I am one of four children, but in my childhood I don’t remember very many happy times. My father was associated with the Headhunters motorcycle gang, and our life was like Once Were Warriors triple times. We were physically, emotionally and mentally abused.
My mum, though, was a staunch Catholic and the one thing I do remember, is that she always told us Jesus had died on the cross for us.
I was 12 when Mum finally got the courage up to leave Dad. We moved in and out of refuges, but Dad would always track us down. He put hits out on us, and we had to change our names. Dad told my mum, ‘If I can’t have you, no one can. I’ll kill you.’
When I was entering my teenage years, I was sexually molested and this affected me badly. I turned into a horrible young woman; I didn’t really want to be alive. I got heavily into marijuana, and was back and forth between my mum and dad. Just after my first son was born, I spent three months in jail on drug related charges.
Life really hit rock bottom for me a few years ago, when my beloved mother died. She was my best friend, and I nursed her through two years of cancer. I was her tono—the one who did everything for her. Just after my mum died, my oldest son went missing for three months. In all the stress, my partner began to get abusive to me.
With just the clothes I had on, I took my other three children and went to a refuge. I took an overdose and woke up in hospital. But the refuge took me back, and I was blessed to be given a home through Housing NZ. I cried out to God, ‘Lord, please help me find my child.’ Not long after, the police brought my son home to me.
I was going regularly to The Salvation Army in Waitakere to get help for food. One day, someone called me and asked if I would like to fellowship there as well. I was still missing my mum, so I decided that I would go to church on my birthday.

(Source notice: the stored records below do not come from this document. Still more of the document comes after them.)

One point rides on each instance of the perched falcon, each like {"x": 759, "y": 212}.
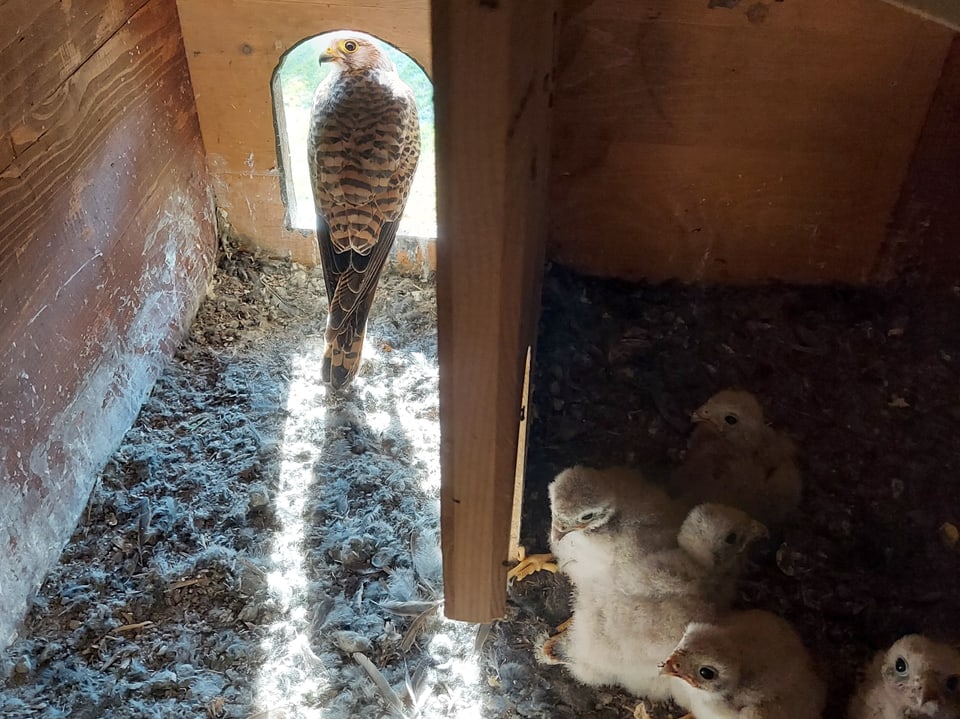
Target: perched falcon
{"x": 363, "y": 149}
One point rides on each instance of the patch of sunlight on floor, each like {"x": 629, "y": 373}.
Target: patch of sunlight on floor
{"x": 292, "y": 672}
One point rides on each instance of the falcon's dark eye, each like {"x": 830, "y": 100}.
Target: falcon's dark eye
{"x": 708, "y": 673}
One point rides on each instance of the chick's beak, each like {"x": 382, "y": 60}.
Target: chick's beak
{"x": 669, "y": 668}
{"x": 560, "y": 531}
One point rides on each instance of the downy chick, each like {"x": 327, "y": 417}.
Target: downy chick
{"x": 748, "y": 665}
{"x": 603, "y": 520}
{"x": 709, "y": 556}
{"x": 735, "y": 458}
{"x": 622, "y": 629}
{"x": 916, "y": 677}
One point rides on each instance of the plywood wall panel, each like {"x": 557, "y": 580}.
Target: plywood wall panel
{"x": 106, "y": 243}
{"x": 766, "y": 141}
{"x": 925, "y": 233}
{"x": 233, "y": 48}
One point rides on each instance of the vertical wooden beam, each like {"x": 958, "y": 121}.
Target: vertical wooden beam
{"x": 493, "y": 72}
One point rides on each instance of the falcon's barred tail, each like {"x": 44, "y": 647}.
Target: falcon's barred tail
{"x": 341, "y": 359}
{"x": 350, "y": 295}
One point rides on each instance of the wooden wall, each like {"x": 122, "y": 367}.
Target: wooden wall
{"x": 740, "y": 142}
{"x": 106, "y": 242}
{"x": 233, "y": 47}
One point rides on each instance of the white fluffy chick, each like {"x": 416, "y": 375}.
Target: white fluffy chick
{"x": 735, "y": 458}
{"x": 602, "y": 521}
{"x": 615, "y": 639}
{"x": 622, "y": 629}
{"x": 916, "y": 677}
{"x": 748, "y": 665}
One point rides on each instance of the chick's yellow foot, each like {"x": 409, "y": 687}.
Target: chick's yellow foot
{"x": 529, "y": 565}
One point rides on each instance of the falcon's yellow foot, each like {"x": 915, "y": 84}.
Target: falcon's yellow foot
{"x": 641, "y": 712}
{"x": 529, "y": 565}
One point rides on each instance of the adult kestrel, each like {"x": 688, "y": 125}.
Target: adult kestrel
{"x": 363, "y": 149}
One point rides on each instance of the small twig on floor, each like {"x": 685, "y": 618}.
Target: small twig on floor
{"x": 266, "y": 713}
{"x": 483, "y": 634}
{"x": 410, "y": 636}
{"x": 379, "y": 680}
{"x": 134, "y": 627}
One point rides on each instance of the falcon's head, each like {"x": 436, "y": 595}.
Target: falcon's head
{"x": 355, "y": 51}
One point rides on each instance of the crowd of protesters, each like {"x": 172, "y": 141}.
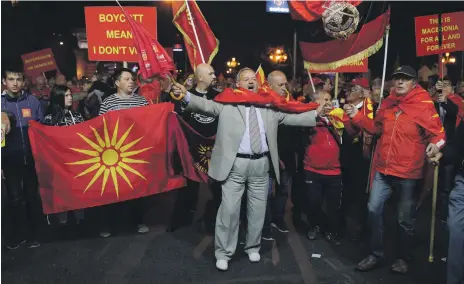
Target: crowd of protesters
{"x": 318, "y": 164}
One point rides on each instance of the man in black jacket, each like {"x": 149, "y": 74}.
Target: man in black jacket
{"x": 447, "y": 111}
{"x": 206, "y": 126}
{"x": 453, "y": 154}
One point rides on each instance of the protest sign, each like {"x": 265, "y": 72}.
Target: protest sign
{"x": 109, "y": 35}
{"x": 38, "y": 62}
{"x": 356, "y": 67}
{"x": 427, "y": 33}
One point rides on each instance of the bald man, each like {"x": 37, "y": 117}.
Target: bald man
{"x": 244, "y": 152}
{"x": 207, "y": 126}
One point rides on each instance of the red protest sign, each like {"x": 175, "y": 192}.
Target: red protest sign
{"x": 356, "y": 67}
{"x": 427, "y": 33}
{"x": 38, "y": 62}
{"x": 109, "y": 35}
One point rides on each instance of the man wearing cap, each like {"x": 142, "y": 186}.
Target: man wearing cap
{"x": 409, "y": 129}
{"x": 355, "y": 158}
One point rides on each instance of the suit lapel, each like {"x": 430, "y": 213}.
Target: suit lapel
{"x": 242, "y": 110}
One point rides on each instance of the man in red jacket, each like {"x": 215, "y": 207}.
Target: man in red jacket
{"x": 409, "y": 129}
{"x": 323, "y": 175}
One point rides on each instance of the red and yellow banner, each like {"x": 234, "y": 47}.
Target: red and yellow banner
{"x": 109, "y": 34}
{"x": 38, "y": 62}
{"x": 355, "y": 67}
{"x": 115, "y": 157}
{"x": 427, "y": 33}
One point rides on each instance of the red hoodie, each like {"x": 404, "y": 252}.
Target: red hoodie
{"x": 322, "y": 155}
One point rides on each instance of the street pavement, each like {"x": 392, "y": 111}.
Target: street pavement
{"x": 76, "y": 255}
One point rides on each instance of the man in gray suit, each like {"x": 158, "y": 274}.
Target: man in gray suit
{"x": 245, "y": 140}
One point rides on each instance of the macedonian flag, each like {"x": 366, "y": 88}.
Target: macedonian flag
{"x": 115, "y": 157}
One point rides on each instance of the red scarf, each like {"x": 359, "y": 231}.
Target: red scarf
{"x": 265, "y": 97}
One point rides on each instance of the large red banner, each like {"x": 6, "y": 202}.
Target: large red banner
{"x": 38, "y": 62}
{"x": 355, "y": 67}
{"x": 115, "y": 157}
{"x": 109, "y": 34}
{"x": 427, "y": 33}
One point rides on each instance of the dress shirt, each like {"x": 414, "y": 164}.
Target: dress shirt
{"x": 245, "y": 143}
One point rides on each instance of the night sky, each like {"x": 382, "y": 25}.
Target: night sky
{"x": 244, "y": 30}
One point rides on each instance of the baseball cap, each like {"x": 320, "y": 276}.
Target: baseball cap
{"x": 363, "y": 82}
{"x": 405, "y": 70}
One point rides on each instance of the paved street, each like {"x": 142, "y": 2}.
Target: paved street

I went that day, and have been there ever since. It was three years ago that I started journeying with the Lord.
About a year ago, I felt that I had to hand over my Māori culture to God, and he gave it back to me. I was asked to be involved with the national Māori Ministry and help lead the Auckland area, where I was involved in launching the ‘I’ll fight’ haka at Congress last year.
The Lord taught me how to forgive my dad when he tried to beat me again, and I felt like I was an eagle flying. After that, my father came to the Lord, and he spent the last days of his life fellowshipping at Waitakere Corps. My son is journeying with the Lord too.
I am now a soldier in The Salvation Army, and have just taken up a position as the Court and Prison Officer/Police Diversion Coordinator at the Auckland District Court. God is using everything that I have been through, to touch other souls. I pray for his presence everyday, and he has filled me with joy.